Vasilevskiy stopped 35 of 36 shots and has allowed just one goal in each of his past three games after allowing an average of 3½ per game in his first six games of the postseason.
The Lightning killed off four Panthers power plays, including one with 3:23 left in regulation. Florida is 0-for-25 on the power play in the postseason.
“It’s contagious,” Stamkos said. “You see guys stepping up, whether it’s an amazing penalty kill at the end, blocking shots, taking a hit to make a play. Guys are willing to do that, and it’s a great treat to have as a team.”
Colton, who scored the Lightning’s Stanley Cup-clinching goal last season in Game 5 of the final against the Canadiens, leads the Lightning with five goals this postseason. He has scored in each of the first two games of this series. He scored 22 goals in his first full NHL regular season this year.
“He’s got that ‘it’ factor that he just goes to the right areas,” Stamkos said. “He’s got an unbelievable shot release.
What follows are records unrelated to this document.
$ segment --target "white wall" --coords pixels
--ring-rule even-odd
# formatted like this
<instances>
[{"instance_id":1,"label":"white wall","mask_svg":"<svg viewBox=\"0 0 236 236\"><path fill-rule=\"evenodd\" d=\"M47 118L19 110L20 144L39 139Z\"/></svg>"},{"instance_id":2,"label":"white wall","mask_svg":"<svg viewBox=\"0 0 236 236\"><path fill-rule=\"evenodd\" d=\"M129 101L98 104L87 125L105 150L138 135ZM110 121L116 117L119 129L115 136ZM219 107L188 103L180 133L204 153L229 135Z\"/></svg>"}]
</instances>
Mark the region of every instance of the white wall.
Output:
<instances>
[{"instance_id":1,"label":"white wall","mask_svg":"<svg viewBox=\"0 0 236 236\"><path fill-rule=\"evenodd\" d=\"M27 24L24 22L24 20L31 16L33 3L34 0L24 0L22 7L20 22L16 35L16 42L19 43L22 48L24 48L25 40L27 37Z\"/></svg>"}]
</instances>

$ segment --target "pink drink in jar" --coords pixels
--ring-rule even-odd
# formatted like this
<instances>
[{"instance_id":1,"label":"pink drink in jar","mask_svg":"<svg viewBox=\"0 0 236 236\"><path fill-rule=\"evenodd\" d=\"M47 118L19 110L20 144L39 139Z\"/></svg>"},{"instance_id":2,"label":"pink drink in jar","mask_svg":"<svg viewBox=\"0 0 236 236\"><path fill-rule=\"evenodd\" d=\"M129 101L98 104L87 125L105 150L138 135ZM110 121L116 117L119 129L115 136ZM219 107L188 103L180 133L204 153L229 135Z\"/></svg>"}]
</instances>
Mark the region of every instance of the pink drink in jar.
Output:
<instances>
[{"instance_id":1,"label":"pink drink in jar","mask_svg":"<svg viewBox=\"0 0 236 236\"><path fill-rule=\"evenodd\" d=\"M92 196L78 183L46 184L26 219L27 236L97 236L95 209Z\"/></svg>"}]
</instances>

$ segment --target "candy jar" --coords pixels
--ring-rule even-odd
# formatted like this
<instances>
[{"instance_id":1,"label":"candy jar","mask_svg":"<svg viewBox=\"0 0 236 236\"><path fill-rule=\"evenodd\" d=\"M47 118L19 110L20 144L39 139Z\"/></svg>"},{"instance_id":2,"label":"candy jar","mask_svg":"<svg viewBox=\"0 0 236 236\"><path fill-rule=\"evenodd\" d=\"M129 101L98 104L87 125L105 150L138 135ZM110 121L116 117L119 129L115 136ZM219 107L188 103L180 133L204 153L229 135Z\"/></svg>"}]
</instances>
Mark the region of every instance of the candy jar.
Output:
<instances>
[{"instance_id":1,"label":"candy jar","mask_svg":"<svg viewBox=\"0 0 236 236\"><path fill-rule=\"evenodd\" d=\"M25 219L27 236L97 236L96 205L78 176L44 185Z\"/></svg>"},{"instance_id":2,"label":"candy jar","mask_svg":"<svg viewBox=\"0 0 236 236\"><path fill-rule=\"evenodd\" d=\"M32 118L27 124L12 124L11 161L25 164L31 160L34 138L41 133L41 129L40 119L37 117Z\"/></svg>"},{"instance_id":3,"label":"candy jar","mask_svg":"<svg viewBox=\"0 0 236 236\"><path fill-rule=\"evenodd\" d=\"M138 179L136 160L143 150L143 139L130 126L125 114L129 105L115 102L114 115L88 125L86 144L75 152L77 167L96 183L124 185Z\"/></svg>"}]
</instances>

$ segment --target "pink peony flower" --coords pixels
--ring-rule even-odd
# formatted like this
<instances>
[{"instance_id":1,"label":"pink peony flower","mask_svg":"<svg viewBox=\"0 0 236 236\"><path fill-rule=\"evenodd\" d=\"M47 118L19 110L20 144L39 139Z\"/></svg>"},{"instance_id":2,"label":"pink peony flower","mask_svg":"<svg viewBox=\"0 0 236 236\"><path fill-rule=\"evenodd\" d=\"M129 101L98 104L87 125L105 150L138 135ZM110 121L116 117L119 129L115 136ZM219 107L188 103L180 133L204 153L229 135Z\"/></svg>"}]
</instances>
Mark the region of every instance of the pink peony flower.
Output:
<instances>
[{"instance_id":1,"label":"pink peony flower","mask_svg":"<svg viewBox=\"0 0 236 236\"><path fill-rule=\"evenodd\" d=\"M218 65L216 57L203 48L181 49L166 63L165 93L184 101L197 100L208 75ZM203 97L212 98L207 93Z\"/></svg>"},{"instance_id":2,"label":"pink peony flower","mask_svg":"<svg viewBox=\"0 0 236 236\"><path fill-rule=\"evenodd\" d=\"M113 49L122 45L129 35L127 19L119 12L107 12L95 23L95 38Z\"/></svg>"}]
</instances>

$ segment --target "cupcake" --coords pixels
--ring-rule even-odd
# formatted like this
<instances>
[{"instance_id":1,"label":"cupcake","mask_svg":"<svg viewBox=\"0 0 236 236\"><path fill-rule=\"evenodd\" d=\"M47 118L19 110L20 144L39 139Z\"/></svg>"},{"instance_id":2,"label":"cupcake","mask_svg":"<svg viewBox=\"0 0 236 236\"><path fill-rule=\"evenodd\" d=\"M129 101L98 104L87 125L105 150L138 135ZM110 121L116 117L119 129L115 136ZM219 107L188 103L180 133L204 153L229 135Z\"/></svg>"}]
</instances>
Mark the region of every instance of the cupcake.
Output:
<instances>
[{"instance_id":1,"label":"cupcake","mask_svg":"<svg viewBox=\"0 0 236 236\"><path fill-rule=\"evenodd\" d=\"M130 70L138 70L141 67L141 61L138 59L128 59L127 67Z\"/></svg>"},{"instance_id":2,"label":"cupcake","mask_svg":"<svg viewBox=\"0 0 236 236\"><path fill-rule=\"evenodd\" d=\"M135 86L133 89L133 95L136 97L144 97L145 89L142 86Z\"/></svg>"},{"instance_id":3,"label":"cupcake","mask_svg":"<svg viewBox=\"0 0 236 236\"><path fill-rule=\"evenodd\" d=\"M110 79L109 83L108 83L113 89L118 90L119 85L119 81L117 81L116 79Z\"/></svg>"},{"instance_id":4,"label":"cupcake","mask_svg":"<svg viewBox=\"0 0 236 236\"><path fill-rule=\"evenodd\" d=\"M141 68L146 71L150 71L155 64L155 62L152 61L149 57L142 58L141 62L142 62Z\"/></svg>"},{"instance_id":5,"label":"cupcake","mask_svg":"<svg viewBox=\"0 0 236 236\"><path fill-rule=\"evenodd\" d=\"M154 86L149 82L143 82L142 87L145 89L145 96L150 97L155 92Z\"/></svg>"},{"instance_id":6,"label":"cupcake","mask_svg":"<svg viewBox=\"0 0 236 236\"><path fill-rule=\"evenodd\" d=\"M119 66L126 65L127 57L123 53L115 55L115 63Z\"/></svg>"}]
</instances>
He uses his body so he can get in scoring positions.
“That’s the beauty of the playoffs, right? You never know who’s going to step up and be a hero.”
The win reminded coach Jon Cooper of some of the most epic buzzer-beating victories the Lightning have had in the past few years: Tyler Johnson’s last-second goal in the 2015 playoffs that gave Tampa Bay a 3-0 second-round series lead against the Canadiens. Kucherov’s goal in the 2020 playoff bubble with 7.8 seconds left in regulation against the Islanders that put the Lightning up 2-0 in the Eastern Conference final.
“I bet ‘Kuch’ has probably been on the ice for all three of those,” Cooper said accurately, counting Thursday’s day. “He’s a special, special player.”
Cooper was asked whether the commitment his team shows in finding ways to win in the postseason ever surprises him.
“No, I’m not surprised,” Cooper said. “I’m just surprised they waited until 3.8 seconds left to do it (Thursday).”